People living in Canada are insured under single-payer health care systems administered at the provincial or territorial level. These systems broadly cover physician and hospital services, as well as procedures. This provides a unique opportunity to conduct passive follow-up to understand the short-term and long-term outcomes related to SARS-CoV-2 infection. Administrative health data are generated through patient contact with the health care systems and maintained in multiple databases that, with the appropriate approvals, can be linked using a unique encoded identifier to study specific, patient-level data (including genetic data). These data are administrative or procedural (e.g., surgeries, emergency department visits, hospital visits, comorbidities, routine medical exams), clinical (e.g., prescription medications, cancer screening), laboratory (e.g., blood measurements), social (e.g., education, income), and environmental (e.g., rurality, walkability, food insecurity, exposure to air pollution). The participant informed consent used by HostSeq allows for linkage to these data, transforming the HostSeq dataset into a longitudinal study. Specifically, linkage to administrative provincial data will provide: 1) a retrospective, longitudinal account of medical histories, health system utilization and diagnoses; and 2) prospective, longitudinal follow-up tracking the natural history of SARS-CoV-2 infection including multisystem inflammatory syndrome in children (MIS-C) and Long COVID, identifying new diagnoses (e.g., diabetes, cancer), long-term health outcomes (e.g., premature mortality), and health resource utilization. Linkage of the HostSeq study samples to provincial administrative data offers opportunities to collect additional data on risk factors and longitudinal outcomes, and opportunities to extend genetic association analyses. Administrative data can also facilitate evaluation of the representativeness of study samples and inform future study design.

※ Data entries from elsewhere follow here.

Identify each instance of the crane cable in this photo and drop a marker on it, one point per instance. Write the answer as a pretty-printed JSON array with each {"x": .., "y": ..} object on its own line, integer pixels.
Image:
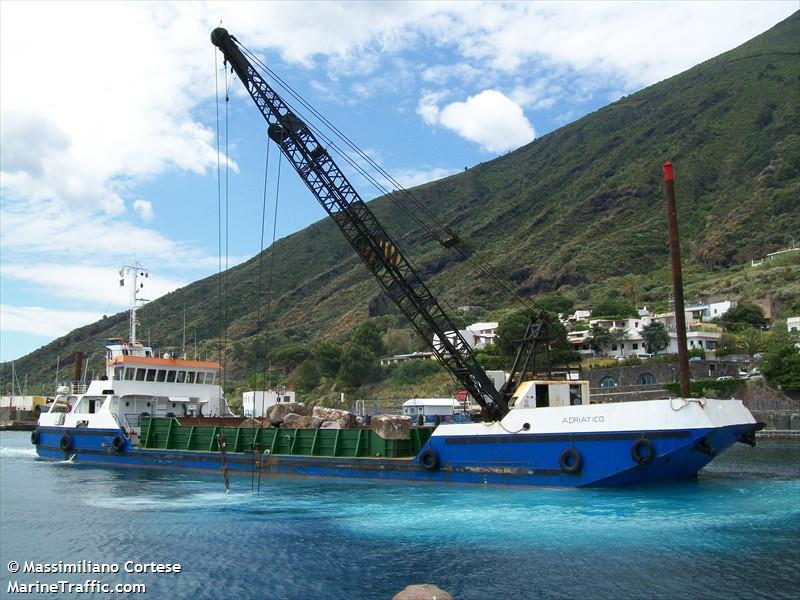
[
  {"x": 481, "y": 265},
  {"x": 258, "y": 321},
  {"x": 219, "y": 214}
]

The limitations of HostSeq data for investigation of specific scientific questions depend on limitations of the relevant participant studies. In addition, investigations that involve combining data or results from separate participant studies may require assumptions about comparability or heterogeneity; such assumptions should be scrutinized.

Conclusions

Through the HostSeq initiative, Canada has built research infrastructure to investigate health effects of SARS-CoV-2 infection and COVID-19, and their association with genetic variants. This infrastructure can also be used for future epidemics. The unique features of the HostSeq project highlighted here present novel opportunities to develop, evaluate, and apply statistical methods that contribute to the understanding of genetic associations with COVID-19-related morbidity and mortality, as well as other phenotypes. The augmentation and linkage of the HostSeq questionnaire and genetic databank with other data resources is made possible by broad and flexible consent and will generate a dynamic population-based resource. This will allow for study of a broad range of research questions and sustained productivity over the years to come.